Lijster: “Dat is precies mijn bezwaar tegen dergelijke rekenmodellen. Daarmee wordt de suggestie gewekt dat het hier gaat om een neutrale economische kosten-batenanalyse, terwijl het een gesprek is over waarden en politieke keuzes. Het feit dat die rekenmodellen bestaan zegt ons nog niets over de rechtvaardigheid ervan. Als we de vraag stellen welke zorgkosten we accepteren valt die berekening altijd negatiever uit voor mensen in een zwakkere sociaaleconomische positie. Ziekte en dood slaan vaak onevenredig toe in de levens van mensen die toch al niet bijzonder geprivilegieerd zijn. Zo weten we dat mensen van kleur en mensen in Oost-Groningen een lagere levensverwachting hebben, om maar twee voorbeelden te geven.”
Haring: “Weet je wat een andere ethische dimensie is van zo’n duur specialistisch medicijn? Vroeger overleed een kind omdat het medicijn nog niet bestond, en dat ervoeren we dan niet als onrechtvaardig. Maar als het kind doodgaat terwijl het medicijn bestaat, dan vinden we het ineens wél onrechtvaardig.”
Lijster: “Dat voorbeeld doet me denken aan het Griekse woord pharmakon, dat de dubbele betekenis heeft van medicijn en vergif. Filosoof Bernard Stiegler noemt technologie als voorbeeld van een pharmakon. Technologie lost problemen op, maar het creëert tegelijkertijd nieuwe problemen en dilemma’s. Door de medische wetenschap is veel onnodig leed de wereld uitgeholpen, maar met de uitvinding van een medicijn kan ook onrecht worden gevoed. Dat maakt het vaststellen van een plafond voor zorgkosten er niet eenvoudiger op. De grens waar het noodlot begint en eindigt ligt niet vast, die verschuift met de tijd.”
Utilisme versus egalitarisme
“De natuur heeft de mensheid onder het bestuur van twee soevereine meesters geplaatst: pijn en genot,” schreef de Britse filosoof Jeremy Bentham (1748-1832). Pijn moet je minimaliseren, genot maximaliseren – zo kan je Benthams ethiek ruwweg samenvatten.

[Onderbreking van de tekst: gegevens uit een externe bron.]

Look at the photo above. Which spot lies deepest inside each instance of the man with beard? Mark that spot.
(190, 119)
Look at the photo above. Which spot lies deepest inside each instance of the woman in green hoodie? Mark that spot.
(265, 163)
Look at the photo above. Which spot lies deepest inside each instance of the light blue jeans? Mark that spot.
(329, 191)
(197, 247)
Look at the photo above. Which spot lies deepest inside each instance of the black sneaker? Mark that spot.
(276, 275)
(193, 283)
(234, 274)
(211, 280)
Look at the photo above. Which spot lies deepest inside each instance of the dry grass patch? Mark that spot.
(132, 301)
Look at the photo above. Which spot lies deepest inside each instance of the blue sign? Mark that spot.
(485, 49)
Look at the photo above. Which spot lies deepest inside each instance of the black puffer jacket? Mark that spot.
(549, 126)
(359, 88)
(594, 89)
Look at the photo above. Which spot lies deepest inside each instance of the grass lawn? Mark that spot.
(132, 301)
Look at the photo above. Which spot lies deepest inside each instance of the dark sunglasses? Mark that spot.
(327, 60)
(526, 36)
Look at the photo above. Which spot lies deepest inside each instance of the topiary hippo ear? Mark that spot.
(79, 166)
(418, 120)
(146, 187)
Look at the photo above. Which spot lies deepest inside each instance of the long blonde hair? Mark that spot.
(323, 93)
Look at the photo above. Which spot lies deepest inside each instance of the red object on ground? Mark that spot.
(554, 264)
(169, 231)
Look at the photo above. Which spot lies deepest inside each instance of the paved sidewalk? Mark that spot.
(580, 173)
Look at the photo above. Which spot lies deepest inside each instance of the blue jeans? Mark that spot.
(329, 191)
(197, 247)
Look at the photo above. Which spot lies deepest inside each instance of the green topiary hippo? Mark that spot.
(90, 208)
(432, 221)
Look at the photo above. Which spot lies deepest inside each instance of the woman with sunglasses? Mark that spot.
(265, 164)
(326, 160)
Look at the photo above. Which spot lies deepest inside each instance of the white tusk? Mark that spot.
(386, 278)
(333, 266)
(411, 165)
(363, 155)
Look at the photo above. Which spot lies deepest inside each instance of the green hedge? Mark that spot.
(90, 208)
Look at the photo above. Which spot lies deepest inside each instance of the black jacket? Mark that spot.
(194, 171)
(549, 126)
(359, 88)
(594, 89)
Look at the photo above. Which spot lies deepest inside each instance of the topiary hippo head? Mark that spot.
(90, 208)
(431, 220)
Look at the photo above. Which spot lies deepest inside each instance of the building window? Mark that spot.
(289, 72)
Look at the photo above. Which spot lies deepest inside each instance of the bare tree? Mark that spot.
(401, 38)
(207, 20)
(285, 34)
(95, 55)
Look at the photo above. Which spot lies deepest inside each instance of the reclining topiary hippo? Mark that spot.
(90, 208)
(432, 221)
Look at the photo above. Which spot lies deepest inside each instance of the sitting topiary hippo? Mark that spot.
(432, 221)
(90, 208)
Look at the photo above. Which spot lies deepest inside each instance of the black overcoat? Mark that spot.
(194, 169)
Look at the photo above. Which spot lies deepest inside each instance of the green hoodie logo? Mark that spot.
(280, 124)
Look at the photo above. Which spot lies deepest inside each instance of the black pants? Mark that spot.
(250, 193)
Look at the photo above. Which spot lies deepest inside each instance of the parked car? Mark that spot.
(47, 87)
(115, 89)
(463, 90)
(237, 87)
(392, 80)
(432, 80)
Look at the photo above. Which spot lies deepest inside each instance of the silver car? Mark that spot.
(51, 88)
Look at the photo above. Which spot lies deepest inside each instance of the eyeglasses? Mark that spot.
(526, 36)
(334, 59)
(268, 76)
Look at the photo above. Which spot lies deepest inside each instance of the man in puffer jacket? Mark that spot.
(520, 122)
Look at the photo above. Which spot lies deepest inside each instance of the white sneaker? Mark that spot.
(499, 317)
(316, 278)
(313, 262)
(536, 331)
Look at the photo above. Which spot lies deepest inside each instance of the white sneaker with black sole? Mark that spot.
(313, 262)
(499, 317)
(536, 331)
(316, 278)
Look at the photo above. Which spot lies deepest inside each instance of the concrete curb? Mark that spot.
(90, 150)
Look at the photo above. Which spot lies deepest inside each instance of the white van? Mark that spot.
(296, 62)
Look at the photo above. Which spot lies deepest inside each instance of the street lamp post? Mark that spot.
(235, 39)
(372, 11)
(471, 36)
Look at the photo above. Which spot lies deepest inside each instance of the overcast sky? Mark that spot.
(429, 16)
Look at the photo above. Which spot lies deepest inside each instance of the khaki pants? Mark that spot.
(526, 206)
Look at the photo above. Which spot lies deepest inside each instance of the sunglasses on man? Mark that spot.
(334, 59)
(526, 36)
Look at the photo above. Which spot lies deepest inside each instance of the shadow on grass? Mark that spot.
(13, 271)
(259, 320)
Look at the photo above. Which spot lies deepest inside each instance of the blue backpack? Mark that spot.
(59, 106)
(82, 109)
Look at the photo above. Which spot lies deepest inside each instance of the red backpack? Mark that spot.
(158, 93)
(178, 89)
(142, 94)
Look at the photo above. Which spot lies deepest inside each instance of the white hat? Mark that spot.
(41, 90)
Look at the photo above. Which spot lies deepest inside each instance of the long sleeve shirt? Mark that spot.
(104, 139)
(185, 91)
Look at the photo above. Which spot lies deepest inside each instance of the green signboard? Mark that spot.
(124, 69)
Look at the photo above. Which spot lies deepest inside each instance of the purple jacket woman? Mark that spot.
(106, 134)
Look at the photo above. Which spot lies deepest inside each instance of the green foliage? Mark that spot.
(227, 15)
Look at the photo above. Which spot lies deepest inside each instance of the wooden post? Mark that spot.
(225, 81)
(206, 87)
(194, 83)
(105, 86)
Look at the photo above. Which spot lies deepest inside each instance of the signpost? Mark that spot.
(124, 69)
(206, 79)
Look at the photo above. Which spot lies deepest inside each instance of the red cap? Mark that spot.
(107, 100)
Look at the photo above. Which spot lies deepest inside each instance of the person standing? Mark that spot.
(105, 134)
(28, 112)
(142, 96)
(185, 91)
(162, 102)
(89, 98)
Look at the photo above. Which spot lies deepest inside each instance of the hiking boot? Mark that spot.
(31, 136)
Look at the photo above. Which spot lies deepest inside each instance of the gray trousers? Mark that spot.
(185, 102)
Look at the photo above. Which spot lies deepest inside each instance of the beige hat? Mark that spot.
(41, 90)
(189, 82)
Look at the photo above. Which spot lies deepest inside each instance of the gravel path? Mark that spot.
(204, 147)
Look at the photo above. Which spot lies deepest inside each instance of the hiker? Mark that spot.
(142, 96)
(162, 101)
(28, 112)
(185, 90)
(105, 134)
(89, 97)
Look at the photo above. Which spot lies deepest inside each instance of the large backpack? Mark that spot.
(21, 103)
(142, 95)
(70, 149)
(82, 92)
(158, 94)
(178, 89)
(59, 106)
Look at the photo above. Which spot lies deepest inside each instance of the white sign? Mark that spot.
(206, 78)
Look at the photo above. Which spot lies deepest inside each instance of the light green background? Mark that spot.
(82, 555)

Utilisten hanteren Benthams morele criterium om vast te stellen of iets maatschappelijk goed of slecht is: wanneer het bijdraagt aan het geluk en welzijn van zoveel mogelijk mensen, is het goed. Zo niet, dan is het slecht.
Binnen de gezondheidszorg is het utilisme een van de dominante filosofische stromingen. Utilisten streven naar een verdeling van zorg met een zo gunstig mogelijk effect op een zo groot mogelijk deel van de bevolking. Bekend is het rekenen in Qaly’s, Quality-Adjusted Life Years. Deze gewonnen ‘extra levensjaren in goede gezondheid’ worden meegerekend in de kosten-batenanalyse van een medische behandeling.
De ethici van het egalitarisme kiezen daarentegen voor een meer principiële benadering. Zo benadrukt de Amerikaanse filosoof Norman Daniels (1942) dat het rechtvaardigheidsgehalte van zorg moet worden weerspiegeld in onze pogingen om kansenongelijkheid te compenseren. Mensen met de grootste zorgbehoefte krijgen volgens die opvatting voorrang. Met stijgende zorgkosten als gevolg, zoals de utilisten zelden verzuimen op te merken.